In Hannover ging ob all des Lärms unter, dass die Stadtregierung neben gewöhnungsbedürftigen Gender-Sternchen auch mit originellen Wortschöpfungen aufwartete. Das «Redepult» zum Beispiel ist nicht nur politisch korrekt, weil geschlechtsneutral, sondern auch eleganter weil kürzer als das allzu männliche Rednerpult.

In der Schweiz wird auf den Volksmund mehr Rücksicht genommen als bei unseren Nachbarn. Das liegt zum einen daran, dass die Frage, ob ein drittes Geschlecht offiziell anerkannt werden soll, noch nicht geklärt ist. Das Dossier liegt beim Bundesrat.
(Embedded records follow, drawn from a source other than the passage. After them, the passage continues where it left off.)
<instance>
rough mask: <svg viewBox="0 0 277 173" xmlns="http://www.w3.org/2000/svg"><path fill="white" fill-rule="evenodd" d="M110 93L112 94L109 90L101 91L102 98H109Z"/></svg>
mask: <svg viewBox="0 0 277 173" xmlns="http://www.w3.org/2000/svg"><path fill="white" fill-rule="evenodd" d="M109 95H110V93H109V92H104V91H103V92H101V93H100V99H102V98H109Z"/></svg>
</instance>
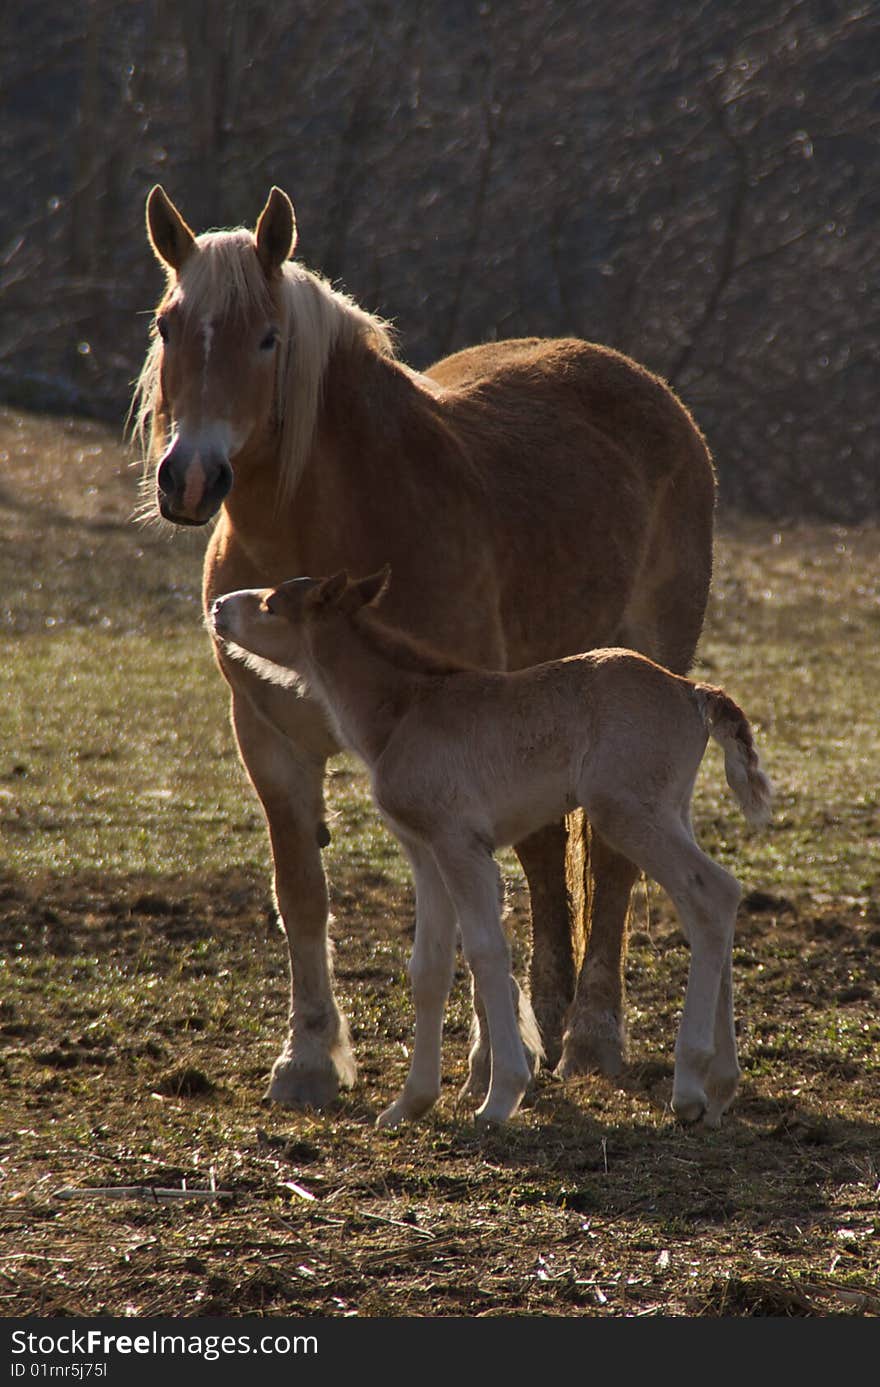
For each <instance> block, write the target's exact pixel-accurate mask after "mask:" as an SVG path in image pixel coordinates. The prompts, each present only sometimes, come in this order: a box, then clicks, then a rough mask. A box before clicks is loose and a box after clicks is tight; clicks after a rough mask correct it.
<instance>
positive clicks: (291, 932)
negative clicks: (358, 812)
mask: <svg viewBox="0 0 880 1387" xmlns="http://www.w3.org/2000/svg"><path fill="white" fill-rule="evenodd" d="M233 673H237V671H233ZM258 692H260V693H261V695H262V698H264V700H266V702H265V706H266V712H271V710H272V706H273V705H272V703H271V702H269V700H272V699H275V700H276V702H278V703H279V712H278V716H279V720H280V717H282V716H283V717H287V718H293V717H294V716H296V718H297V720H298V724H301V725H297V727H296V728H294V727H291V736H293V732H294V731H296V732H297V734H298V735H300V736H301V742H303V743H304V745H301V743H300V745H297V742H294V741H293V739H291V736H285V735H283V734H282V732H280V731H279V730H278V728H276V725H272V724H271V723H269V721H266V720H265V718H264V717H262V716H261V714H260V713H258V712H257V710H255V709H254V707H253V706H251V703H250V700H248V698H247V695H244V693H240V692H239V691H236V693H235V695H233V710H232V712H233V728H235V732H236V736H237V741H239V750H240V753H242V759H243V761H244V766H246V768H247V771H248V775H250V778H251V781H253V784H254V788H255V791H257V793H258V796H260V800H261V803H262V807H264V811H265V816H266V824H268V829H269V839H271V843H272V857H273V865H275V900H276V904H278V911H279V917H280V924H282V928H283V931H285V935H286V939H287V947H289V950H290V1017H289V1022H290V1029H289V1035H287V1039H286V1042H285V1047H283V1050H282V1053H280V1054H279V1057H278V1060H276V1061H275V1064H273V1067H272V1076H271V1080H269V1087H268V1093H266V1097H269V1099H273V1100H275V1101H276V1103H282V1104H285V1105H286V1107H315V1108H321V1107H325V1105H326V1104H328V1103H330V1101H332V1100H333V1099H335V1097H336V1094H337V1092H339V1086H340V1083H343V1085H346V1086H351V1085H353V1083H354V1078H355V1064H354V1054H353V1051H351V1043H350V1039H348V1026H347V1024H346V1018H344V1017H343V1014H341V1013H340V1010H339V1007H337V1006H336V999H335V996H333V971H332V963H330V945H329V938H328V888H326V878H325V874H323V865H322V861H321V842H322V839H323V835H325V834H326V829H325V828H323V768H325V757H326V750H325V755H321V749H322V742H321V739H322V738H323V742H325V745H326V742H328V736H326V731H325V730H323V724H322V721H319V714H318V710H316V709H315V707H314V706H312V705H307V703H305V700H303V699H294V698H293V696H291V695H290V692H289V691H286V689H280V688H276V687H275V685H269V684H265V682H264V681H261V687H260V691H258ZM310 720H311V721H310ZM312 723H314V725H312ZM322 829H323V834H322Z"/></svg>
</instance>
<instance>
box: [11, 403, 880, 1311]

Zum anderen scheut man die Provokation, die mit ungewohnten Zeichen und Begriffen einhergeht.

Und noch etwas lässt hiesige Gleichstellungskämpferinnen zögern. Verschwindet das Geschlecht aus der Sprache, stellt dies auch die Frauenförderung vor ein Problem. Denn es ist gar noch nicht so lange her, da kämpften die Frauen dafür, dass Rednerinnen nicht nur mitgemeint, sondern sprachlich sichtbar werden. Beim Redepult verschwinden sie aber wieder.